The rookie squad of 10 students, aged 11 and 12, from St Joseph’s Primary School, Merewether recently competed at regional and state competitions in which teams had to build and program a robot to complete tasks around an obstacle course resembling outer space.
The ‘Into Orbit’ competition is broken down into three components: robot, project and core values.
Meteors team member, Molly Boyle, 11, said despite more boys than girls competing, she had loved robots and ‘coding’ since being introduced to the subject in Year 3.
“The challenge is getting the robot to do what you want it to do and experimenting with what it can and can’t do,” she said.
“If your robot isn’t working properly you have to find out what code is missing. Using the colour sensors we can even get the robots to do a Mexican wave.”
Although the regional qualifier, held in Gosford on November 21, was the Meteors first robotics competition, the team walked away with a research award in the project category.

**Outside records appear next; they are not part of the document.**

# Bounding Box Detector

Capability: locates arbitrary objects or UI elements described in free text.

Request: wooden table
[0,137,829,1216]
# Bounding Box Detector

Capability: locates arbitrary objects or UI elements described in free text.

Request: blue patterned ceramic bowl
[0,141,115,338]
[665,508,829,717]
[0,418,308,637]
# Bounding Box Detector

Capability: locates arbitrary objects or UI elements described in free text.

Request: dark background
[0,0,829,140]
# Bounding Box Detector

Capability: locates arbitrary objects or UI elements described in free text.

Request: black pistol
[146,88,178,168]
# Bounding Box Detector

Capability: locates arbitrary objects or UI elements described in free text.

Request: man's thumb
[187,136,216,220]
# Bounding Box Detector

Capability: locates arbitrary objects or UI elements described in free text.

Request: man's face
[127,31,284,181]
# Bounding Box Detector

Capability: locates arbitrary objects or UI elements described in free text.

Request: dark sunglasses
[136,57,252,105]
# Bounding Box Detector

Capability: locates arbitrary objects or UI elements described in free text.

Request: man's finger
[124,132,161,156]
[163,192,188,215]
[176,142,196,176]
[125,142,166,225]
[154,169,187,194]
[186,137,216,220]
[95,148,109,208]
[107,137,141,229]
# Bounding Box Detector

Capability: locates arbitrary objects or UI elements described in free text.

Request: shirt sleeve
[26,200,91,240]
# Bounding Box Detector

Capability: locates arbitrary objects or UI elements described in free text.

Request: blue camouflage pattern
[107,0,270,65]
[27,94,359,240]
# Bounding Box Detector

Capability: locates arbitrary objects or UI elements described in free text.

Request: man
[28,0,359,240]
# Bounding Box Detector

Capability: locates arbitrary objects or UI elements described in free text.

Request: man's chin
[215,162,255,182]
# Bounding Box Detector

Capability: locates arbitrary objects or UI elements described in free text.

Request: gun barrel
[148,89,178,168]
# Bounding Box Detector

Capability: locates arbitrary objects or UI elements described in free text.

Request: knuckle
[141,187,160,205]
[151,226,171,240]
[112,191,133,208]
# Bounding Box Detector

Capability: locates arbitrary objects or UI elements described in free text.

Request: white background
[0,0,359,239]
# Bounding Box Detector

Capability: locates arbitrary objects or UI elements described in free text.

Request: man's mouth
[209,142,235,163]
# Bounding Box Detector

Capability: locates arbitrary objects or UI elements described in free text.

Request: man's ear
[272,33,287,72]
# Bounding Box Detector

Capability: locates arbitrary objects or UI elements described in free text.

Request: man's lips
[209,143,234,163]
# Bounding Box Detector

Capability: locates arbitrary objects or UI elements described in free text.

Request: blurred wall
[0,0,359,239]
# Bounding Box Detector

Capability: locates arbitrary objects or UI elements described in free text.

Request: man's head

Meteor Cailen Moran, 11, who first learned about robotics and coding when he spent 18 months in Sweden, said the team created a new supplement for astronauts to take so as to minimise the physical impact of long term space travel.
“The idea was to give a supplement to astronauts to reduce bone and muscle loss,” Cailen said.
Liquid would not have worked so the Meteors decided on a tablet made up of protein, creatine, calcium and vitamin D.
“We went to a supplement store and discussed what should be in it; the judges loved that we had talked to professionals and our level of detail,” Cailen said.
Their efforts earned the Meteors a place at the NSW State Championships, held in Wollongong on November 24, where they were the youngest team competing against students as old as 15. Team coach, St Joseph’s kindergarten teacher, Stephanie Colvin said although the Meteors had not progressed to the National Championships, they were awarded another trophy at State and she couldn’t be prouder of them.
“Robotics and coding is all about problem solving and critical thinking; it is such a valuable thing,” Ms Colvin said. “These year 5 kids are doing year 9 maths and aren’t even aware they’re doing it.”
St Joseph’s has another robotics team, the Merewether Martians, made up of year 6 students that has also performed strongly at Lego League competitions in recent times.